Roman Catholic diocese in Bangka Belitung Islands, Indonesia

The Roman Catholic Diocese of Pangkal-Pinang (Pangkalpinangen(sis)) is a diocese in the ecclesiastical province of the metropolitan Archdiocese of Palembang on Bangka Belitung Islands in Indonesia, yet depends on the missionary Congregation for the Evangelization of Peoples.

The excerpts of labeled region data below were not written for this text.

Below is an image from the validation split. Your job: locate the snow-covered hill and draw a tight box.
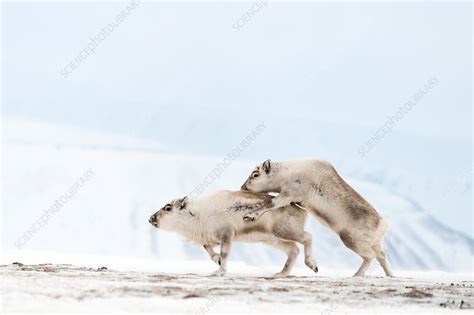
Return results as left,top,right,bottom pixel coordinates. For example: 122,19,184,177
2,118,474,271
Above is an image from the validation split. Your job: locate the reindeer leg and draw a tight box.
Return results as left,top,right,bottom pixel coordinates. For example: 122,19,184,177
212,228,235,276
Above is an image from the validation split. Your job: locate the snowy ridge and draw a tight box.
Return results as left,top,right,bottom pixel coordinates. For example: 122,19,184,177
2,119,474,272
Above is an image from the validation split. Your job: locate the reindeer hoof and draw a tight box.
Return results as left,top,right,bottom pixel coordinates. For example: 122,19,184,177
209,269,225,277
212,254,221,266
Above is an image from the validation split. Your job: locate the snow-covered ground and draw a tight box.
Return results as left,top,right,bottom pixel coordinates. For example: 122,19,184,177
0,251,474,314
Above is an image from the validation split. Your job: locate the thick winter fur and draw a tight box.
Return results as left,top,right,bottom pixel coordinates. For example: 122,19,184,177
242,159,393,276
149,190,318,276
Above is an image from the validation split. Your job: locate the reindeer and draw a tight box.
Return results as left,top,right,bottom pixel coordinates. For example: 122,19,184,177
149,190,318,277
241,159,393,276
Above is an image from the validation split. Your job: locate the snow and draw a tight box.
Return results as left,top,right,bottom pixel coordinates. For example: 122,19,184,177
0,250,474,314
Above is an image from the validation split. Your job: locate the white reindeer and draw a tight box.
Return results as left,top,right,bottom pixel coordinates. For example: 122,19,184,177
242,159,393,276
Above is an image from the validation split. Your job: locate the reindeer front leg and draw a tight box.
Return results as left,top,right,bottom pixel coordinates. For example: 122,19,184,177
204,245,221,266
211,228,235,276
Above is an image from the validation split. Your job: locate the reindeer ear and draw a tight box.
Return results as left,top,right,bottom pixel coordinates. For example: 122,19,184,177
262,160,272,174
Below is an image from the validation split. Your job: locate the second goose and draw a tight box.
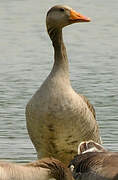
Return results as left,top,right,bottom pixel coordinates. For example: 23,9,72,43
26,5,101,163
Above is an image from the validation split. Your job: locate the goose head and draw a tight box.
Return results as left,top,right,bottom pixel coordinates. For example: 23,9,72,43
46,5,90,30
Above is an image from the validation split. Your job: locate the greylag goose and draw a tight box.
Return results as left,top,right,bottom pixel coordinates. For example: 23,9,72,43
26,5,101,163
69,141,118,180
0,158,74,180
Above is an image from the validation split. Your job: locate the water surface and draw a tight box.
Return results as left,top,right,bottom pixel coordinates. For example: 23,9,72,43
0,0,118,162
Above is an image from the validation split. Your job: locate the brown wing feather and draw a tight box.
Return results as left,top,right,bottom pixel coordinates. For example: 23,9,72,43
79,94,96,119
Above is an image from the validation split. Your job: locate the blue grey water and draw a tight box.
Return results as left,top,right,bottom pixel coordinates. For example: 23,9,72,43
0,0,118,162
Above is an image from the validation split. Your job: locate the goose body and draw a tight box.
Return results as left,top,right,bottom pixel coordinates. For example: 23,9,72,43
0,158,73,180
26,5,101,163
69,141,118,180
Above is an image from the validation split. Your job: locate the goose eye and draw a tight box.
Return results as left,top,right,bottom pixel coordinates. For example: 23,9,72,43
60,8,64,12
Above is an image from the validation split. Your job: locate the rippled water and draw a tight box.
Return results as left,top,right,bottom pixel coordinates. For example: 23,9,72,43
0,0,118,162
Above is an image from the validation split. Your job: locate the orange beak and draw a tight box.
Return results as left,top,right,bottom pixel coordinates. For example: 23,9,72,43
69,9,91,23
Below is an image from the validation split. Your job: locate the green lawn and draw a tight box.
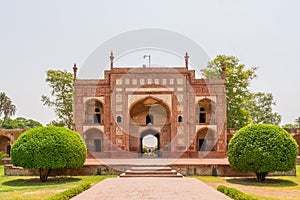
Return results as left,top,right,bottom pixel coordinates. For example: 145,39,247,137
195,165,300,200
0,165,116,200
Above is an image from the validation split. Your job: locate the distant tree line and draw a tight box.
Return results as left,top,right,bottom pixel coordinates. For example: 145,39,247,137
201,55,281,128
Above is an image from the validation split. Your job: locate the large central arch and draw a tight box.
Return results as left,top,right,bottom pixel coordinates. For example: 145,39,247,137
129,96,171,156
140,129,160,157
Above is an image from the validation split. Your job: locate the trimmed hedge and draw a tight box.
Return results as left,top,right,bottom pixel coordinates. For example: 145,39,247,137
47,183,91,200
228,124,298,181
217,185,258,200
11,126,87,181
11,126,87,169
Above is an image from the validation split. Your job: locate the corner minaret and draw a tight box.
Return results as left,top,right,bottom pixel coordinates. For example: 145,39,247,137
73,63,78,82
221,63,226,84
184,52,190,69
109,51,115,69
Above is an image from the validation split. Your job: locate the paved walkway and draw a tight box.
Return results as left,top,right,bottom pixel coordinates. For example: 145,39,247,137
84,158,229,166
72,178,230,200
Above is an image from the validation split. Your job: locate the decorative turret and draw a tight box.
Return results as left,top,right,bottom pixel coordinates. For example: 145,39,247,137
184,52,190,69
109,51,115,69
73,63,78,82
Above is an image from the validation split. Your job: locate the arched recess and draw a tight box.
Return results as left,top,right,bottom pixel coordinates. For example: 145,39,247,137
196,128,217,151
83,128,104,152
0,135,11,156
196,98,216,124
129,96,171,126
84,99,104,124
140,129,161,156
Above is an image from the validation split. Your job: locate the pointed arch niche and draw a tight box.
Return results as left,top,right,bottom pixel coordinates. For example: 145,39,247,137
83,128,104,153
197,128,217,151
84,99,104,124
196,98,216,124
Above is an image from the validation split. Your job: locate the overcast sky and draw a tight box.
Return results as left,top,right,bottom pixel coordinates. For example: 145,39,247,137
0,0,300,124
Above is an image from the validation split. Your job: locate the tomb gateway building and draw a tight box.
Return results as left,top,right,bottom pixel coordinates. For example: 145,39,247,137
73,53,227,158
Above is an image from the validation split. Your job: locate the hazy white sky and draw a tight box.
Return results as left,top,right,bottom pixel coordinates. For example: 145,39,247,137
0,0,300,124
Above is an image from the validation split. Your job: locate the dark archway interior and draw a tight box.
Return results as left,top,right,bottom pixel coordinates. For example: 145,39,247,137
140,129,160,156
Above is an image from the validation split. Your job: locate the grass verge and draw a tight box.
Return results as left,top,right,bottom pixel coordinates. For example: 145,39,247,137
194,165,300,200
0,165,116,200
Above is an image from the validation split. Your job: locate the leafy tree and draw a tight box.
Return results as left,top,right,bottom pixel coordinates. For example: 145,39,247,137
3,117,42,129
42,70,73,128
201,55,257,128
11,126,87,182
201,55,281,128
0,151,8,161
295,117,300,128
228,124,298,181
249,92,281,125
282,124,298,128
0,92,17,127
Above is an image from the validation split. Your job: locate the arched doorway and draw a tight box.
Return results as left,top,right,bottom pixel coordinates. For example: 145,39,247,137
0,135,11,156
84,99,104,124
197,128,216,151
83,128,104,153
140,129,160,158
196,98,216,124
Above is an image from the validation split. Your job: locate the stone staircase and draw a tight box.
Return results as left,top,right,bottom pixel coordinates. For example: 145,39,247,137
119,166,183,178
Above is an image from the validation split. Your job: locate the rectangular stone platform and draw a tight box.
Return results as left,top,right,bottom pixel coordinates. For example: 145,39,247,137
4,158,296,177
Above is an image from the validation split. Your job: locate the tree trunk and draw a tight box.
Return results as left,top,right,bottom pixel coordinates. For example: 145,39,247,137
39,168,51,182
256,172,268,182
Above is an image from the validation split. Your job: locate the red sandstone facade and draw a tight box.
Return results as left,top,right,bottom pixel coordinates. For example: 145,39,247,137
74,54,227,158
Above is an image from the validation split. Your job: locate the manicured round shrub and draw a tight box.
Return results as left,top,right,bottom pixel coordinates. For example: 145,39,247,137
228,124,298,181
11,126,87,181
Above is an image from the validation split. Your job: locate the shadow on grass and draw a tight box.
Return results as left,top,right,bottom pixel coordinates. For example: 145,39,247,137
226,178,298,187
2,178,81,186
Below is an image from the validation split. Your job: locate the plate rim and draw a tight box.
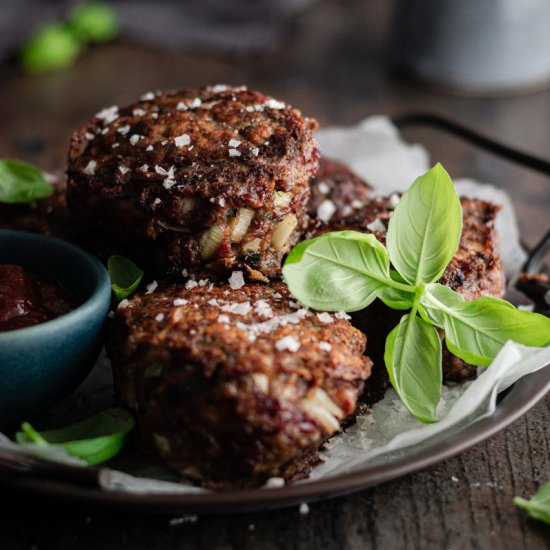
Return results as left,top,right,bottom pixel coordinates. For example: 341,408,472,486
0,364,550,515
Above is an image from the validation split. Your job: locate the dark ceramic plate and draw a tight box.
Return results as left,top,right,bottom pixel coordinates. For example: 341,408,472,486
0,367,550,514
0,115,550,514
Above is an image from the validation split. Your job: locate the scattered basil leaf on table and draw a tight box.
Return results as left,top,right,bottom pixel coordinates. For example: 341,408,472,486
21,25,82,74
68,2,118,42
21,2,119,74
283,164,550,422
107,255,143,301
0,160,53,204
15,407,134,466
514,482,550,524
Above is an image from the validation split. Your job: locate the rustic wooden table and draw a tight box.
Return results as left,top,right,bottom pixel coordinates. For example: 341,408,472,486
0,0,550,550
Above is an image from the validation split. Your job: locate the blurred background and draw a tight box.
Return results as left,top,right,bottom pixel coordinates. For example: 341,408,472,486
0,0,550,243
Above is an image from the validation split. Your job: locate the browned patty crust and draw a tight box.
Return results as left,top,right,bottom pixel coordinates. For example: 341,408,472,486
108,281,371,487
307,157,372,224
67,85,318,277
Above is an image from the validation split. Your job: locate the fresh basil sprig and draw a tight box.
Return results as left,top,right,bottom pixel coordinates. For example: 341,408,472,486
107,255,143,301
514,482,550,524
283,164,550,422
0,160,53,204
15,407,134,465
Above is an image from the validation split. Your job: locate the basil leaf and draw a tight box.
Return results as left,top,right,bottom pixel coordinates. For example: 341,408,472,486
386,164,462,285
21,25,81,74
384,313,442,422
107,255,143,300
15,407,134,465
420,283,550,366
378,286,414,309
283,231,391,311
0,160,53,204
514,482,550,524
69,2,118,42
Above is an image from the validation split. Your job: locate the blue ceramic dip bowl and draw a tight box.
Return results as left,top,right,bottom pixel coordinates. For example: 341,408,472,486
0,230,111,426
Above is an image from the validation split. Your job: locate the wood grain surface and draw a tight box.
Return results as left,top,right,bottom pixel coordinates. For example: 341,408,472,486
0,0,550,550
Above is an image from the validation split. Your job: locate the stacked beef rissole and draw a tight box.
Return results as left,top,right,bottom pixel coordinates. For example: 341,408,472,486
67,86,318,280
67,86,371,487
63,86,502,488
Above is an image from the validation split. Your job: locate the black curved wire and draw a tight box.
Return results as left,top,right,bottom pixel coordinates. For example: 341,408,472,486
392,113,550,273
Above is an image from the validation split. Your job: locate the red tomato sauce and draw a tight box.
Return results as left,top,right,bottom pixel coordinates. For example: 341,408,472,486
0,264,77,332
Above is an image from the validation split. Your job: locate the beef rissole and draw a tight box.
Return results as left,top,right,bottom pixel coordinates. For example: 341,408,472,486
108,281,371,488
67,85,318,280
308,195,505,396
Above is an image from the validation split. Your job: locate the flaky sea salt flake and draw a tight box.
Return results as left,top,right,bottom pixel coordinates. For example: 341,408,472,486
228,271,245,290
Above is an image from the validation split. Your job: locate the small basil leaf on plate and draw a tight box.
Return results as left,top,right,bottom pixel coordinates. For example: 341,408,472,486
0,160,53,204
69,2,118,42
384,314,442,422
21,25,81,74
386,164,462,285
107,255,143,300
420,283,550,366
514,482,550,524
283,231,391,311
16,407,134,465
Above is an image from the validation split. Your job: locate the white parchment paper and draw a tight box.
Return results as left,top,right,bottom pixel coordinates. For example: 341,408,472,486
0,116,550,494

Its cathedral episcopal see is Katedral Santo Yosep, dedicated to Saint Joseph, in the city of Pangkal-Pinang, on Bangka Island.

== History ==
- 27 December 1923: Established as the Apostolic Prefecture of Bangka e Biliton, on territory split off from the Apostolic Prefecture of Sumatra
- 8 February 1951: Promoted and renamed after its see as the Apostolic Vicariate of Pangkal-Pinang
- 3 January 1961: Promoted as Diocese of Pangkal-Pinang

== Statistics ==
As per 2018, it pastorally served 55,421 Catholics (1.6% of 3,495,000 total) on 27,021 km^{2} in 17 parishes, 2 missions, with 77 priests (56 diocesan, 21 religious), 111 lay religious (27 brothers, 84 sisters), and 26 seminarians.

== Ordinaries ==
(all Roman Rite, so far members of missionary congregations)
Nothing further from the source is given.